Of course, that incident didn't get reported. Perhaps because it didn't happen. (Though when has reality constrained Star editor Bonnie Fuller?)

However, in the 1920s in London, Eddie Gathorne-Hardy did urinate into Rosamond Lehmann's purse during the screening of an avant-garde film. When asked if she was angry, he replied, "Not very, my dear. Perhaps she thought it was all part of the surrealist ambience."

Eddie Gathorne-Hardy, whom writer D.J. Taylor describes an "impossibly languid figure," was a toff (a member of the British upper class), who, while a student at Oxford, was propositioned by Anthony Eden. (Eden, the 1st Earl of Avon, was the British PM from 1955 to 1957.)
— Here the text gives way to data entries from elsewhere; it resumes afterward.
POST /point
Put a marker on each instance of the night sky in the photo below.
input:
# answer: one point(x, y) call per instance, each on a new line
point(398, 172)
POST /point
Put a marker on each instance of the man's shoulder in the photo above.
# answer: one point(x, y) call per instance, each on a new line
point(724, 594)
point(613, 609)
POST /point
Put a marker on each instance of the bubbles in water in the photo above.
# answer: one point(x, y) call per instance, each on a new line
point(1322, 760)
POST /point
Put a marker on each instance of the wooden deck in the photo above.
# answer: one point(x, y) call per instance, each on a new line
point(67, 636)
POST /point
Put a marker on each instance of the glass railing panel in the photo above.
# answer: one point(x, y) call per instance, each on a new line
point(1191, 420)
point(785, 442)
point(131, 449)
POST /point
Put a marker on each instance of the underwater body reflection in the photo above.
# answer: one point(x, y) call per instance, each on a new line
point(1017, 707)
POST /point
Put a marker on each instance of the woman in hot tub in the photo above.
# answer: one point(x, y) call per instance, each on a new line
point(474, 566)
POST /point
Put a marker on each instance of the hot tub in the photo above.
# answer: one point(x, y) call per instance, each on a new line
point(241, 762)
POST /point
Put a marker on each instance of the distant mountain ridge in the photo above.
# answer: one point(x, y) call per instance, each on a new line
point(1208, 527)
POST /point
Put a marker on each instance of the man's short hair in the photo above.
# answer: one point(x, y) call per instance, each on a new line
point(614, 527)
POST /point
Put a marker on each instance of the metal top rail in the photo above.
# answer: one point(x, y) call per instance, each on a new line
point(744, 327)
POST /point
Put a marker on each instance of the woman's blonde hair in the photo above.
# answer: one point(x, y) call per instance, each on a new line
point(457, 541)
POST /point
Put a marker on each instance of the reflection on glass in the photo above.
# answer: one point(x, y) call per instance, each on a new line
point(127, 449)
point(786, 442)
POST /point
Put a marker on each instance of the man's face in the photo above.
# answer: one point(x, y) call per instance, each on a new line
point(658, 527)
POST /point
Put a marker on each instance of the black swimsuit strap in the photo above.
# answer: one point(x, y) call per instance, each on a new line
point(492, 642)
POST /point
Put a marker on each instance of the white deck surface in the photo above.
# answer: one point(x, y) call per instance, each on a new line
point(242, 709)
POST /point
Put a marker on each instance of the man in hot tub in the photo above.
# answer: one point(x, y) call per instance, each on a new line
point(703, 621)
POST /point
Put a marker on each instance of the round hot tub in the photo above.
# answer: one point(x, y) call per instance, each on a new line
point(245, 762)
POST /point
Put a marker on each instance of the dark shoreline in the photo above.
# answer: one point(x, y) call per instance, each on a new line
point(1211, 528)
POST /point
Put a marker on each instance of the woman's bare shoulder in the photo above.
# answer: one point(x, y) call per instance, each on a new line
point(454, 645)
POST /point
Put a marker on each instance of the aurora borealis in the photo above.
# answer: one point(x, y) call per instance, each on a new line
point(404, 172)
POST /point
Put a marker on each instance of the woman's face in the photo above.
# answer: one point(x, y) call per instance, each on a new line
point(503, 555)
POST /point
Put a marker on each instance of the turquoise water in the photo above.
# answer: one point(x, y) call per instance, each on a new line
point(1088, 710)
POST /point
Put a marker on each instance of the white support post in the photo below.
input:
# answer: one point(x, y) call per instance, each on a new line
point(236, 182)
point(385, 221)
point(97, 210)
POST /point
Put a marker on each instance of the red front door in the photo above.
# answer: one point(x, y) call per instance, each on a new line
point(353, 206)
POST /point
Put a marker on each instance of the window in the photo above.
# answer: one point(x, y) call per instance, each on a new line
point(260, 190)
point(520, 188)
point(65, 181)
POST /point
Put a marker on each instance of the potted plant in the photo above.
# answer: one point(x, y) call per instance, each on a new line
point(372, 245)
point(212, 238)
Gathorne-Hardy—and Eden—and Rosamond Lehmann were what were known in their time as Bright Young People, the characters who populate Miss Pettigrew Lives for A Day.

As the urinating-in-a-handbag story demonstrates, celebrity culture is, alas, not what it was. And neither are social circles. Can you imagine a future president of the United States having once propositioned Ryan Seacrest?